Tra questi, l'esecutivo europeo ricorda che "Airbnb non può privare i consumatori dei loro diritti fondamentali a citare in giudizio un soggetto che dà ospitalità in caso di danno personale o altri danni", che la piattaforma "non può modificare in via unilaterale le clausole e le condizioni, senza informare chiaramente i consumatori in anticipo e senza dar loro la possibilità di rescindere il contratto" e che le clausole "non possono conferire ad Airbnb un potere illimitato e discrezionale di rimozione dei contenuti".

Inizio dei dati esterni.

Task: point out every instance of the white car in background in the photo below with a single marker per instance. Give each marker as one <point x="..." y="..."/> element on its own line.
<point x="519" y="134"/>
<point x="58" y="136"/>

La Commissione, infine, ha chiesto maggiore chiarezza e trasparenza nelle clausole che spiegano la sospensione di un contratto da parte di Airbnb e in quelle in materia di restituzioni e rimborsi.

Le mosse del Parlamento

Affrontando il tema dell'economia della condivisione, un anno fa il Parlamento europeo aveva sottolineato la necessità di affrontare le zone grigie delle normative nazionali che causano notevoli differenze tra gli Stati membri e di adottare delle linee guida Ue: secondo i deputati, infatti, l'Unione deve sostenere la "sharing economy", garantendo allo stesso tempo la concorrenza leale e il rispetto dei diritti dei lavoratori e degli obblighi fiscali e assicurando la protezione dei consumatori.

In Italia Airbnb ha avviato un braccio di ferro per non diventare sostituto d'imposta (la tassa Airbnb) che costringerebbe la società californiana a trattenere la cedolare secca sugli affitti brevi.